Nearly 20,000 students have applied for entrance next September to the Class of 2008, the second largest pool in Harvard’s history. “While not reaching last year’s record total of 20,987 which was swelled by different Early Action rules, both the number (19,712) and the quality of the applicants bode well for an outstanding freshman class next year,” said William R. Fitzsimmons, dean of admissions and financial aid.
Harvard returned this year to its longstanding policy of ‘single choice’ Early Action in order to help reverse a national trend in early admission which observers felt was not serving students well. “Many high school guidance counselors felt that early admission had become a frenzied rush to judgment for too many of their students, distorting the senior year and leading to less thoughtful college choices. We were pleased that this year’s Early Action results indicated a return to a more measured college application process in which students feel less pressure to apply before they are ready,” said Fitzsimmons.
Early Action applications declined from 7,614 last year to 3,887, a drop of 3,727. But Regular Action applications bounced back, leading to only 1,275 fewer applications than last year when students could apply simultaneously to an unlimited number of Early Action colleges as well as to one binding Early Decision college.
The SAT scores of this year’s pool were strikingly similar to those of the Class of 2007. For both pools, over 56 percent scored 700 or more in the math SAT I and 49 percent reached 700 on the verbal SAT I; for SAT IIs, 10.2 percent of this year’s applicants scored an 800 on the English test compared to 9.2 percent last year, while 13.6 percent of both pools had an 800 on the math.

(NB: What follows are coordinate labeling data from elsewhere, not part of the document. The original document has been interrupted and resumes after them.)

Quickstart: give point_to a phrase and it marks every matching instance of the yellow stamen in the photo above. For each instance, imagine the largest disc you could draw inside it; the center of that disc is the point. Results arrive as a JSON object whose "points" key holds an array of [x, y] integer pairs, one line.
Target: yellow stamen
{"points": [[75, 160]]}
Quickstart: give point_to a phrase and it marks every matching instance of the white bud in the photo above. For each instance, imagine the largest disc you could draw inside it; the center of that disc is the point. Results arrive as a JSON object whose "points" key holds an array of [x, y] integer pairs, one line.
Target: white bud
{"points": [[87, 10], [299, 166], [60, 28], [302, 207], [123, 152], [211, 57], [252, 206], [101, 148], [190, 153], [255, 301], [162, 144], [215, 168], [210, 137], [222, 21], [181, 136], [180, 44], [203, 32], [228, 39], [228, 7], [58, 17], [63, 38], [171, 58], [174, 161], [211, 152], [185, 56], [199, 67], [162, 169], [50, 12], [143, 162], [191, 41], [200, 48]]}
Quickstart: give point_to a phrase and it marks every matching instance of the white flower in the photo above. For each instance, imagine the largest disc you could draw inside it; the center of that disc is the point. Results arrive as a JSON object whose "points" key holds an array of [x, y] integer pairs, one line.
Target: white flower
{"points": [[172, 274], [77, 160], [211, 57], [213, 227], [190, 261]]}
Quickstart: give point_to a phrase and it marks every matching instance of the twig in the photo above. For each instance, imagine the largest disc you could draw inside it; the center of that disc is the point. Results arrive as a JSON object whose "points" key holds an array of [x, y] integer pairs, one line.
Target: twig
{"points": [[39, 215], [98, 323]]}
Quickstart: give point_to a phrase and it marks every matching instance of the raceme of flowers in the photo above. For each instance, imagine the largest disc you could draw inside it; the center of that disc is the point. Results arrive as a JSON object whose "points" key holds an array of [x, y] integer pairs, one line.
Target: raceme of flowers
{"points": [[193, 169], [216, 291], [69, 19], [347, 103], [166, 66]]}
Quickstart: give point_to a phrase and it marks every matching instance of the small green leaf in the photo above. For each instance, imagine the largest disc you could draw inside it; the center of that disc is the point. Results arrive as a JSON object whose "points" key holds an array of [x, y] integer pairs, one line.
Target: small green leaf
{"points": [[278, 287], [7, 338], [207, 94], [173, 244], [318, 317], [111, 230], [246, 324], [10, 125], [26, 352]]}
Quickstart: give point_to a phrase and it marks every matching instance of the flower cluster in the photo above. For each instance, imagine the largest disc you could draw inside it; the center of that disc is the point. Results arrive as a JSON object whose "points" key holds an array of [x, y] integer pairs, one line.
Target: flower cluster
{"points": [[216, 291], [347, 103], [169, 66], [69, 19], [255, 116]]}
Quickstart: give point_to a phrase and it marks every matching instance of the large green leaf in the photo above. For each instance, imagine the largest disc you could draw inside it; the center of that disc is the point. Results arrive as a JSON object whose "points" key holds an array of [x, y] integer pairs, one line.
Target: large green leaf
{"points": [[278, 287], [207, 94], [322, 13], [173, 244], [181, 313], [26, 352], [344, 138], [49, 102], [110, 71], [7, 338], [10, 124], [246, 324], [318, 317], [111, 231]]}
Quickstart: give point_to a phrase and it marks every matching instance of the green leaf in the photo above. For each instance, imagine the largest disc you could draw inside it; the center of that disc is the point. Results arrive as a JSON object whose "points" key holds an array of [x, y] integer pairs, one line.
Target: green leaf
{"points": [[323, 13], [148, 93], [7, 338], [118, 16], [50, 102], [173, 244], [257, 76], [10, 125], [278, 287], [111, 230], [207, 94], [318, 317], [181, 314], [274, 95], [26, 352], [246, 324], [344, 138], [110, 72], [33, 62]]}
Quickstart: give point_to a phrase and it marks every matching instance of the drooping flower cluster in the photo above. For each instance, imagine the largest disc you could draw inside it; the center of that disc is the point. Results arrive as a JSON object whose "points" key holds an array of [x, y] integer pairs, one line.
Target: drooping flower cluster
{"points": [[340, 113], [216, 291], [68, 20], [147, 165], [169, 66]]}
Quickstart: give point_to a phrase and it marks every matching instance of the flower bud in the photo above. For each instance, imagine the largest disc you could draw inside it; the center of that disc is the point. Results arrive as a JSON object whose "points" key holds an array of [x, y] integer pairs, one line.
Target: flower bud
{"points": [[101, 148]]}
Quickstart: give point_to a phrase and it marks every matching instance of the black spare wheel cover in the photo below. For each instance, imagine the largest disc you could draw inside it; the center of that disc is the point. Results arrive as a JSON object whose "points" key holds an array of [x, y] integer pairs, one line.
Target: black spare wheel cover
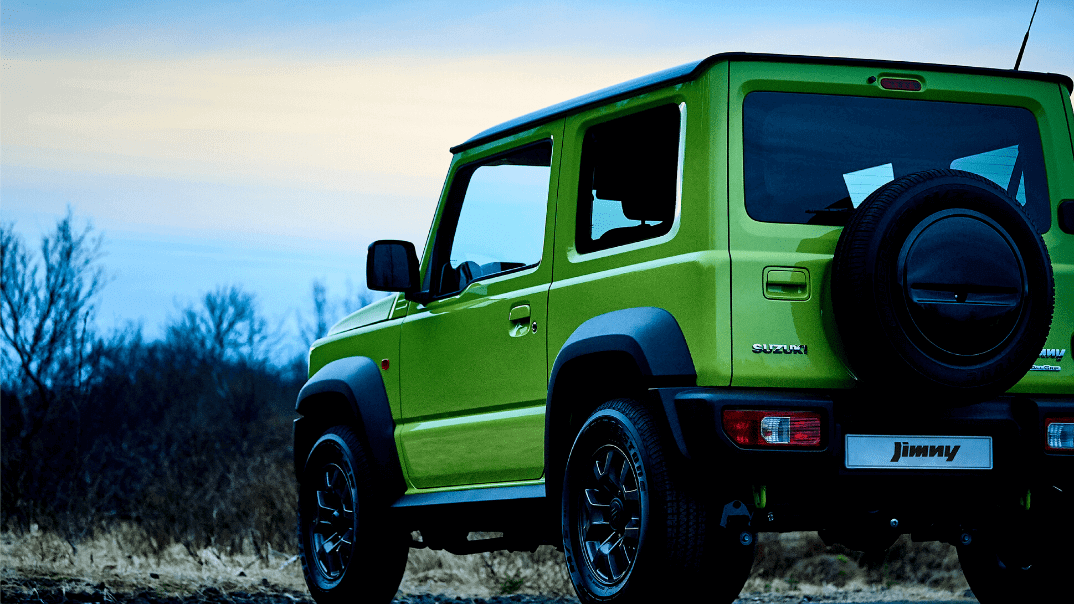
{"points": [[941, 285]]}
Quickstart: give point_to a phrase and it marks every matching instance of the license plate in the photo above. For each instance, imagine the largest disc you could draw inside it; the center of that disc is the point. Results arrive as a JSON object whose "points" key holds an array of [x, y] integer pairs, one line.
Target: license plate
{"points": [[918, 453]]}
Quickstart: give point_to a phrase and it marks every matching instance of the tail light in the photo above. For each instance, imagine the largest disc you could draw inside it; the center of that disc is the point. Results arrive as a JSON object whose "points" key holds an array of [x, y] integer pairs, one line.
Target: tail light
{"points": [[752, 428], [1059, 433]]}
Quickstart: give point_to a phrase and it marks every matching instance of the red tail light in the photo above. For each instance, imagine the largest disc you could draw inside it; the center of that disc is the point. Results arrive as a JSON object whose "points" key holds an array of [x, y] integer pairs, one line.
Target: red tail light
{"points": [[1059, 433], [751, 428]]}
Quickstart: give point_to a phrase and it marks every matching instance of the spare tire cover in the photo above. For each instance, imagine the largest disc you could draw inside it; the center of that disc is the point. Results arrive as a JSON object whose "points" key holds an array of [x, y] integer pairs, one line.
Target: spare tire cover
{"points": [[942, 285]]}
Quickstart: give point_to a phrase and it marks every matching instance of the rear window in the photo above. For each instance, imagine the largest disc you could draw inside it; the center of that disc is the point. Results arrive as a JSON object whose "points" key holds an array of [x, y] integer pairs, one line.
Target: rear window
{"points": [[811, 159]]}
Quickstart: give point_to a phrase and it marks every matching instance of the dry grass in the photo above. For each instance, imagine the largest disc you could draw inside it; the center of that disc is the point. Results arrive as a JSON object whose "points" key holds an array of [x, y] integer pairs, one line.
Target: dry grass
{"points": [[796, 563]]}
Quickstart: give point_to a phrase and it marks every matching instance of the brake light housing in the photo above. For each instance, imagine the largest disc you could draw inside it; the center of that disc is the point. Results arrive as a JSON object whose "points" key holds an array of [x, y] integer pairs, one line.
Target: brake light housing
{"points": [[1059, 434], [773, 428]]}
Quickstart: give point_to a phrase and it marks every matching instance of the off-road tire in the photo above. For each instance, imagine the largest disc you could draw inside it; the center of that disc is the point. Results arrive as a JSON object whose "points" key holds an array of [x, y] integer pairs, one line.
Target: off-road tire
{"points": [[942, 284], [1024, 556], [338, 504], [670, 544]]}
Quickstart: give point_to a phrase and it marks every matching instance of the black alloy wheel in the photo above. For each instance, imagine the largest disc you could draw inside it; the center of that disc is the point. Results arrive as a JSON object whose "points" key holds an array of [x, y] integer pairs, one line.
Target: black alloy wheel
{"points": [[334, 525], [637, 525], [610, 521], [350, 550]]}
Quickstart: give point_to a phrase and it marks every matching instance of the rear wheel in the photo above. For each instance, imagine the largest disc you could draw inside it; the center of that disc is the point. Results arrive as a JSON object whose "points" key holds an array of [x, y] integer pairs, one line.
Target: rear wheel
{"points": [[1025, 557], [349, 550], [635, 525]]}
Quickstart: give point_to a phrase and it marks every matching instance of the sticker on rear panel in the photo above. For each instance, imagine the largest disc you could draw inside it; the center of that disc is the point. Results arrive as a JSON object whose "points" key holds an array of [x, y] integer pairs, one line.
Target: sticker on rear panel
{"points": [[918, 453]]}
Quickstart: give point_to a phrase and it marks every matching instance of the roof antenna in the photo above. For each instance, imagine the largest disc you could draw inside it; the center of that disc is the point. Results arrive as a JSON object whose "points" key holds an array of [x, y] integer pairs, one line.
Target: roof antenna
{"points": [[1026, 39]]}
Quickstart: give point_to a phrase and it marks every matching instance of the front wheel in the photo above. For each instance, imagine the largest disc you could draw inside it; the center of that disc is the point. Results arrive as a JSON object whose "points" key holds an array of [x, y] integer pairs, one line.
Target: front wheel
{"points": [[349, 550], [635, 528]]}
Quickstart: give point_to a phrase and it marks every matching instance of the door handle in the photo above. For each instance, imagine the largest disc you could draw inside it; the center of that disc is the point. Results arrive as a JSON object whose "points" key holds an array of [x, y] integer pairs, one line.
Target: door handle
{"points": [[520, 313], [786, 283]]}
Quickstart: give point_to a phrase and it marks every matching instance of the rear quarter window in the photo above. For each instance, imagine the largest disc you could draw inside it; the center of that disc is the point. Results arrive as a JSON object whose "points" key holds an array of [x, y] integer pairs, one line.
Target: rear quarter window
{"points": [[814, 158]]}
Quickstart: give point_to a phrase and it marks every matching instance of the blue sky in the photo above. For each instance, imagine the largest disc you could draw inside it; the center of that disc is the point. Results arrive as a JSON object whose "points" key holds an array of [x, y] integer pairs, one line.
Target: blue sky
{"points": [[266, 143]]}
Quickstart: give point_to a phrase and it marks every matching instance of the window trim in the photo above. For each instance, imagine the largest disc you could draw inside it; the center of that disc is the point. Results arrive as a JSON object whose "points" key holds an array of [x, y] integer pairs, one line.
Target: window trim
{"points": [[452, 211], [580, 256]]}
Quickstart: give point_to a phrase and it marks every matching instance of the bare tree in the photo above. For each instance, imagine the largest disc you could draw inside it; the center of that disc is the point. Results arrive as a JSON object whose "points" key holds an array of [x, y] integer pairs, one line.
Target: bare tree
{"points": [[227, 327], [319, 328], [46, 314], [328, 311]]}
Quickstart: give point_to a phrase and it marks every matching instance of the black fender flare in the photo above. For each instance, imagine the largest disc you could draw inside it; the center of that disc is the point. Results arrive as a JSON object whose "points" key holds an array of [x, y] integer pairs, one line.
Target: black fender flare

Proposed academic plans also resemble last year’s. Geographical distribution for both classes is similar as well, with a slightly smaller percentage of applicants this year from the mid-Atlantic and Canada, and somewhat more from abroad. While final ethnic percentages are incomplete because applications are still being read, there has been a modest increase in the percentage of minority applicants.
An important stimulant to the remarkable applicant pools of recent years is Harvard’s twice-enhanced financial aid program. “Students and their families are increasingly aware that financial need is no barrier to a Harvard education,” said Sarah C. Donahue, director of financial aid. “One of the most compelling features of our program is the flexibility offered to students receiving financial aid to customize their award package to support best their Harvard experience. In order to meet their ‘self-help’ expectation of $3,350 this year, students may choose to work 12-15 hours weekly and graduate with no loan indebtedness, use loans entirely and choose not to work, or work fewer hours and borrow only minimally. Additionally, if they have outside scholarships such as National Merit, they are able to replace their entire ‘self-help’ expectation, and eliminate any need to borrow or work. Last year, 270 students used this option,” she said.
Almost 70 percent of undergraduates receive some form of financial aid, and nearly 50 percent receive grant assistance averaging $24,000 annually (ranging from $500 to more than $35,000 depending entirely on need). Low-, moderate-, and middle-income students benefit from financial aid. The average family income of a grant recipient is $87,000 and 1,100 families with incomes greater than $100,000 receive grants, including 187 with incomes above $160,000. Harvard will distribute more than $100 million in financial aid to undergraduates next year.
Getting the word out to local high schools throughout the United States and around the world about the opportunities at Harvard is an enormous undertaking. “In addition to direct mail and travel by staff, faculty, and students, our not-so-secret weapon is the 7,000 alumni/ae volunteers who visit high schools, attend college nights, and interview applicants,” said Marlyn McGrath Lewis, director of admissions. “They are our crucial local link to students, families, and school officials. With all their work, including winter holiday and April ‘admit’ parties that are held in many locales, they further the bonds created in interviews and make a significant difference in our yield on admitted students,” she said.
“More than ever, when the competition for the world’s best students has never been greater and choosing among many fine applicants is increasingly more difficult, our alumni/ae make the critical difference through both their admissions volunteer work and their generosity in making financial aid possible,” said Fitzsimmons.
Admission selection meetings are taking place now and will conclude on March 22. Notification letters will be mailed at 12:01 a.m., April 1, and electronic notification will take place after 5 p.m. that day. Students must reply by May 1.